In order to find the most appropriate input capacitor, some calculations must be done. Input capacitor is part of an LC undamped filter which decouples the average current to be provided by the supply and the AC current required by the load: all the following formulas are valid under the assumption that the input filter inductor provides only the DC component of the overall bridge current and the filter capacitor only the AC component; in the real world, a small AC current comes from the supply too but in this case such contribution is neglected. All the following calculations are done under the assumption that (signs are coherent with the reference image): $$I_{brg}(t)=I_{sup}(t)+I_{cap}(t)$$ All the following calculations are unrelated to the capacitor size but they are dependent on the system only!

The equations for the bridge currents are the following ones (Ibrg is different from zero only during turn-on phase): $$I_{brg,@Toff} = 0$$ $$I_{brg,low@Ton} = I_{load,avg} - \frac{\Delta I_{load,pkpk}}{2}$$ $$I_{brg,high@Ton} = I_{load,avg} + \frac{\Delta I_{load,pkpk}}{2}$$ $$I_{sup} = I_{brg,avg} = \frac{(I_{brg,low@Ton} + I_{brg,high@Ton}) T_{on}}{2 T} = I_{load,avg} D$$

It is now possible to calculate the current in the input capacitor. During the turn on phase (high side switch on, low side off), the load current is provided by the input capacitor and the supply. $$I_{cap,low@Ton} = I_{brg,low@Ton} - I_{sup}$$ $$I_{cap,high@Ton} = I_{brg,high@Ton} - I_{sup}$$ $$Q_{cap@Ton} = \frac{(I_{cap,low@Ton} + I_{cap,high@Ton}) T_{on}}{2} = \frac{I_{load,avg} D (1-D)}{f}$$

During the turn off phase (high side switch off, low side on), the load current recirculates in the low side switch (channel or body diode, depending on the current value) and the capacitor is charged at a constant current. $$I_{cap@Toff} = -I_{brg,avg} = -I_{sup}$$ $$Q_{cap@Toff} = I_{cap@Toff} T_{off} = \frac{-I_{brg,avg} (1-D)}{f}=\frac{-I_{load,avg} D (1-D)}{f}$$

As you can see the charge balance in the capacitor is ensured. $$Q_{cap@Toff} = -Q_{cap@Ton}$$

The overall RMS current in the capacitor can be calculated with the well known formula: $$I_{cap,RMS} = \sqrt{\frac{1}{T} \int_{0}^{T} I_{cap}^2(t) dt} = \sqrt{\frac{1}{T} \Bigl(\int_{0}^{T_{on}} I_{cap@Ton}^2(t) dt + \int_{Ton}^{T} I_{cap@Toff}^2(t) dt\Bigr)}$$ Now we can divide the RMS current calculation in two parts: one related to Ton (RMS of a trapezoid wave) and the second one to Toff (RMS of a square wave). $$I_{cap,RMS@Ton} = \sqrt{\frac{D}{3} \Bigl(I_{cap,low@Ton}^2 + I_{cap,high@Ton}^2 + I_{cap,low@Ton} I_{cap,high@Ton}\Bigr)}$$ $$I_{cap,RMS@Toff} = \sqrt{(1-D) \Bigl(I_{cap@Toff}^2\Bigr)}$$ $$I_{cap,RMS} = \sqrt{I_{cap,RMS@Ton}^2 + I_{cap,RMS@Toff}^2}$$ So, after all these calculations, the chosen capacitor must be able to provide the required RMS current (possibly with some margin).
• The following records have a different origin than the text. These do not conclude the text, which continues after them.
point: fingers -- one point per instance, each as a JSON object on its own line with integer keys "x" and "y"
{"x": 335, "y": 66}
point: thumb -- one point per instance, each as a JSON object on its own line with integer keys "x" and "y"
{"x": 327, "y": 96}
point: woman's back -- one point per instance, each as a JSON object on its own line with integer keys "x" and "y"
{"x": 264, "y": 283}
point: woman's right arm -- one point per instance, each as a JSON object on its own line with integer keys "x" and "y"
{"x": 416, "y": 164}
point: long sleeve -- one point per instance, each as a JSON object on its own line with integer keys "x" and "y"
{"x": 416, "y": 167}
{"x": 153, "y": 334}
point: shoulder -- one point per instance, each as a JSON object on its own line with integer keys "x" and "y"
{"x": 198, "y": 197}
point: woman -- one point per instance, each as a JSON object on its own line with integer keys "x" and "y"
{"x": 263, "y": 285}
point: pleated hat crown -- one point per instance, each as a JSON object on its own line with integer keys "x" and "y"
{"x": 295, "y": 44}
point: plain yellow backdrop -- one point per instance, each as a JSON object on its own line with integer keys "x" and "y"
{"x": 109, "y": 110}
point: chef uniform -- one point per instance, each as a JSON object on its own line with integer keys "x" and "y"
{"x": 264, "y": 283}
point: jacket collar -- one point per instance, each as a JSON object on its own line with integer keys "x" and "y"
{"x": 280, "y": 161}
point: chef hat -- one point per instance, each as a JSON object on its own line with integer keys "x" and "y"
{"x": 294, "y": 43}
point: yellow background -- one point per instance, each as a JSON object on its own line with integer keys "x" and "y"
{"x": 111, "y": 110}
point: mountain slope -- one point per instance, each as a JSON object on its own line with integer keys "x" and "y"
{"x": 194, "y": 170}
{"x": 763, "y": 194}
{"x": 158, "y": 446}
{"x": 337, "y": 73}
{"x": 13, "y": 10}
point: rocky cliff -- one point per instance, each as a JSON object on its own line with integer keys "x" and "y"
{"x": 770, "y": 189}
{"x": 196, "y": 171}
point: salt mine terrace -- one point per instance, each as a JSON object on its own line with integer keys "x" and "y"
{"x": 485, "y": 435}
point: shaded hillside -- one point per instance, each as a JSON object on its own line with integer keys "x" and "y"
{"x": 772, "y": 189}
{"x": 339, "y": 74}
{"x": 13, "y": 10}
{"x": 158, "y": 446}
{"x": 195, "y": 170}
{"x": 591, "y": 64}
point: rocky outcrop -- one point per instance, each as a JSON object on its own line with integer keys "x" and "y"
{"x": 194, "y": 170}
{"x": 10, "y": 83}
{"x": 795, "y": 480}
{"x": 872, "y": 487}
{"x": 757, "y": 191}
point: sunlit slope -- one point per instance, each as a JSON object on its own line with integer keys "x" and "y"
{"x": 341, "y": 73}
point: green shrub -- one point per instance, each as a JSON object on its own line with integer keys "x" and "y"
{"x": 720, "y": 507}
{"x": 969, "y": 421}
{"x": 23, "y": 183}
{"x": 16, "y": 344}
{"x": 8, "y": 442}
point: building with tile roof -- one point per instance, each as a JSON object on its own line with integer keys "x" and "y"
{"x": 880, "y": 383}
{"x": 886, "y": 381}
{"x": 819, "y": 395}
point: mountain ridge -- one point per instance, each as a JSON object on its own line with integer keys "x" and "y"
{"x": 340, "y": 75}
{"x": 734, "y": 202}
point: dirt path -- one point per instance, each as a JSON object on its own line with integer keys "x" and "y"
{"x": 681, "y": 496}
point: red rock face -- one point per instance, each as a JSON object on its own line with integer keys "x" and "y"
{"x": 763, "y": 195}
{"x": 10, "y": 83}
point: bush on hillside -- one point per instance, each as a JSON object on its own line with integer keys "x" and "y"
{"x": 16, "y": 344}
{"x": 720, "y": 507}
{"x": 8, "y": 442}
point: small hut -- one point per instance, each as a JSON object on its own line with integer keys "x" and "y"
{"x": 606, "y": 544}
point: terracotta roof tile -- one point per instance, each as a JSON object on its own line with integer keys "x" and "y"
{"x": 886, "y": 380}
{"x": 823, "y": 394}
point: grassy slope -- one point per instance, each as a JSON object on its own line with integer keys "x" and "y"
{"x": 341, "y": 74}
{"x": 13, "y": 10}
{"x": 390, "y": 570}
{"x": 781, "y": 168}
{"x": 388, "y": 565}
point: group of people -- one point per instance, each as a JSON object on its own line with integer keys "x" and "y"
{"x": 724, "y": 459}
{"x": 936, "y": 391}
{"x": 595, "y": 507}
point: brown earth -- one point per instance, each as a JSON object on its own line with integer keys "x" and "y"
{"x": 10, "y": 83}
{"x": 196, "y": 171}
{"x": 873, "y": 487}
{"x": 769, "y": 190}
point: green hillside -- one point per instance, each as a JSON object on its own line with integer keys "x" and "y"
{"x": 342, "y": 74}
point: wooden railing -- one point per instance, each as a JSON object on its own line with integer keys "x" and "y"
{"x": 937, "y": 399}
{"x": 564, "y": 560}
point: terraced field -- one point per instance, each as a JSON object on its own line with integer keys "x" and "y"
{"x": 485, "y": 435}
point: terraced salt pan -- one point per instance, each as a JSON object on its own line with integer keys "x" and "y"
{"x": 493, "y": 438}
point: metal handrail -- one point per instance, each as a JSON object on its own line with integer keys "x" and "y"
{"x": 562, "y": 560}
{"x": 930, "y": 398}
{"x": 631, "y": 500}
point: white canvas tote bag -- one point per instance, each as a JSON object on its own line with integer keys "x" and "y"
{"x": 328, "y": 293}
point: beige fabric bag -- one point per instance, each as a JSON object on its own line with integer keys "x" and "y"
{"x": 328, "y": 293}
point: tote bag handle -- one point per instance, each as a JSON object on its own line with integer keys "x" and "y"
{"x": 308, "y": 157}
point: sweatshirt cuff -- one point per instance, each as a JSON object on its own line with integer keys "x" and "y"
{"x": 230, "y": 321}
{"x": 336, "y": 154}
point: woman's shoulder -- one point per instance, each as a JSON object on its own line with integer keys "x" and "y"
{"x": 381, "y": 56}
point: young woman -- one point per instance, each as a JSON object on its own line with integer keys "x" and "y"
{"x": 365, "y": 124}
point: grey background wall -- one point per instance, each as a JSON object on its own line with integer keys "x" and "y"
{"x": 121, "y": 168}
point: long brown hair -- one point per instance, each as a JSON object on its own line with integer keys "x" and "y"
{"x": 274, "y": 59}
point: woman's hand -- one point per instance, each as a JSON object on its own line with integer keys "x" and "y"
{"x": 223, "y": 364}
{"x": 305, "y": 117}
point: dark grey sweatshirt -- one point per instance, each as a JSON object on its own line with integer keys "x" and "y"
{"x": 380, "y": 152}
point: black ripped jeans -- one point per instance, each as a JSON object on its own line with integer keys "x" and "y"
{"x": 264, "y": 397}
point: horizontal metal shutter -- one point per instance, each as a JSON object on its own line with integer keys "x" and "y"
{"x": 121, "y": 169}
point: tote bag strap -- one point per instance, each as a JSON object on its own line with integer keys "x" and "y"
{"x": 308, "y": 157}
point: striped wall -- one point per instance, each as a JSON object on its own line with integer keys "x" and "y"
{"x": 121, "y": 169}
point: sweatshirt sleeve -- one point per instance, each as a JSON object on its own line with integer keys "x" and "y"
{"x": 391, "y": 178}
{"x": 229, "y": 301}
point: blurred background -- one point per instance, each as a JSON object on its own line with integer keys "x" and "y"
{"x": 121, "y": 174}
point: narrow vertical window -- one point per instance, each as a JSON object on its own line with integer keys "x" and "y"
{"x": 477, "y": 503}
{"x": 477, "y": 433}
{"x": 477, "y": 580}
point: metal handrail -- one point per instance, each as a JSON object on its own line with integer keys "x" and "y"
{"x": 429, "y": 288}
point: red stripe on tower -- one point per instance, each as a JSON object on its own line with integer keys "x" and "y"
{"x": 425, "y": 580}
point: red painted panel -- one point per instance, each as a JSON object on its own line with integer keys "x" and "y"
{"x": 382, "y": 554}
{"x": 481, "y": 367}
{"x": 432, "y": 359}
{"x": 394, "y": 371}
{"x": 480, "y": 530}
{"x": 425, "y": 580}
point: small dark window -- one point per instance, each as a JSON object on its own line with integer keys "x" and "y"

Remeber that all bulk capacitor are usually electrolytic ones and they all have a derating factor to be applied to the maximum RMS current when switching frequency is lower than - typically - 100kHz.

Once the maximum input capacitor ripple current has been found, the capacitor size must be calculated; the following formula is enough. $$\Delta V_{cap,pkpk}=\frac{\Delta Q_{cap@Ton}}{C}=\frac{I_{load,avg} D (1-D)}{f C}$$ Note that, again, the maximum ripple voltage on the input capacitor is obtained when D=50%.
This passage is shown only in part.